Another school year has come to a close, and with this comes many goodbyes—we say goodbye to our classes, professors, roommates, friends, and we close the door on a few fond memories. For some of us, these goodbyes are not permanent—we have just a few short months before returning to campus in the fall. For others, this may be one of the last times we ever set foot on the UP campus (at least for a while). Whether students transfer, study abroad, or have graduated, for many life off of the bluff is just beginning once they say their goodbyes. While many of these goodbyes are personal and filled with emotion, there is something to be said about those who have mastered what Ed Batista would call “The art of saying a professional goodbye.” You might be asking yourself, “What is a professional goodbye?” Isn’t goodbye just as simple as “Bye! See you later! Ciao! Adios! Sayonara?” Batista writes a very interesting article that outlines a few principles that may allow us to make the “goodbye” process less overwhelming and more meaningful. Here is a summary of his principles:
1) Understand Your Needs—It is crucial to have an understanding of our own needs and how they might impact the way we handle goodbyes is crucial. For example, if we tend to rush through goodbyes to avoid painful emotions or discomfort, we may be discrediting the other party, leaving them feeling disgruntled and confused. Understanding our needs encourages us to “challenge [our own] preferences and be more flexible about them to ensure that the experience is fulfilling for others.”
2) Mark the Occasion—Don’t just skip over the goodbye. Do something to acknowledge the ending, even if it’s something as simple as saying “Well, this is it” and proceeding from there. Rather than remaining in denial and potentially missing the gravity of the goodbye, marking the occasion forces us to face the reality of the situation and handle our emotions accordingly—skills that prove very beneficial in life.
3) Share the Work—Essentially, remember that we aren’t the only party involved in the goodbye. Be aware of and receptive to the emotions of the other party (or parties). Be considerate of ho they may feel and try to give them a say in the timing, duration and location of the goodbye. Allowing the other party (or parties) to feel involved allows us to take some of the pressure and the emotion of the goodbye off of our own shoulders, creating a shared and powerful experience amongst all parties.

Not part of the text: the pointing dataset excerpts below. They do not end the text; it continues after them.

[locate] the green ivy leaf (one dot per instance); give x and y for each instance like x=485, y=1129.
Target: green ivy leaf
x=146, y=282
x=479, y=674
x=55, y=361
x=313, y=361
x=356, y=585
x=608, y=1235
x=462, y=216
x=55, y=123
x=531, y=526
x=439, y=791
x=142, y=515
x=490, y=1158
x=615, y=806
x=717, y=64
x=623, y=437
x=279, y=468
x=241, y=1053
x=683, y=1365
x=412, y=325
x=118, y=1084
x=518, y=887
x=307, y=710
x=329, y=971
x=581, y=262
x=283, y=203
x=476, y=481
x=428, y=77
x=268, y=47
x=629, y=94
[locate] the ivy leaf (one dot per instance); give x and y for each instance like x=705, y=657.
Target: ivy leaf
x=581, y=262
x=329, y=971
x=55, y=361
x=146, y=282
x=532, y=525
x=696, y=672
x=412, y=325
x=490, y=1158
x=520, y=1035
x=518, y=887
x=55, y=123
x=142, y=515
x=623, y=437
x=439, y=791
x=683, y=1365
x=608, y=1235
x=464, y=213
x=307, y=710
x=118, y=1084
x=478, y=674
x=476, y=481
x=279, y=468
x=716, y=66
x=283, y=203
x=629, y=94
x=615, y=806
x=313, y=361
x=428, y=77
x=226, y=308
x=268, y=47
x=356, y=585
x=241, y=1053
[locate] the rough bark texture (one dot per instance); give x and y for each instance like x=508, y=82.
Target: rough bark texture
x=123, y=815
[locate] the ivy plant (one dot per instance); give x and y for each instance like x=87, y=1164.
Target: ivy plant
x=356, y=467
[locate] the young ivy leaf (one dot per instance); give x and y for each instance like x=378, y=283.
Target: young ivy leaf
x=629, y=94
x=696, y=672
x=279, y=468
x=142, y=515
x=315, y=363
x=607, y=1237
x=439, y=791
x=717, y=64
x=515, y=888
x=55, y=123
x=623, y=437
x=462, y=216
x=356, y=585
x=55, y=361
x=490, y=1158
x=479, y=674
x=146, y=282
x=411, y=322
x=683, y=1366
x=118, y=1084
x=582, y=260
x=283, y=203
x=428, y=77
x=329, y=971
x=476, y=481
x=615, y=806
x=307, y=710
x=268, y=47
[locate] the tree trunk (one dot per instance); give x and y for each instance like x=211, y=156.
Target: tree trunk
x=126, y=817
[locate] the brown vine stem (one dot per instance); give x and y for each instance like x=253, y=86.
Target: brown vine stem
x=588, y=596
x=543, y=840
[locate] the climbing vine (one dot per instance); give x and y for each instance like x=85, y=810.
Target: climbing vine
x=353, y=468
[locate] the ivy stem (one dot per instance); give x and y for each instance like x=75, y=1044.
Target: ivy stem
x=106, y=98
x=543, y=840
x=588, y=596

4) Manage the Emotion—Batista acknowledges that saying goodbye often is (and should be) emotional. Thus he encourages us to manage our emotions—and to understand that this doesn’t always mean holding emotions in. Try to create a “goodbye” environment where those involved can cry if they need to, laugh if they need to or get upset if they need to. Allowing people (including yourself) to feel comfortable expressing whatever range of emotions they need to feel often helps them to feel more closure when the goodbye is all said and done.
5) Accept—and prepare for—the letdown—Goodbyes don’t always feel good. Particularly with personal goodbyes, they are often difficult, sad and uncomfortable. We don’t always get the outcome we hope for, nor do we always feel the sense of closure we expected. Accepting this and, accordingly, preparing for it as best you can tends to make the overall process easier.
So start thinking about some of the goodbyes you’ve said and the ones you’re going to be saying. Seniors, consider all the people who have helped you through your journey here at UP—professors, advisors, financial aid representatives, other students, etc.—and think about how you might thank them for all they’ve done for you. Also, consider these principles when leaving a job, an internship or a volunteer experience. Ultimately we will say many goodbyes in our lives, but saying them in a professional and respectful manner can go a long way.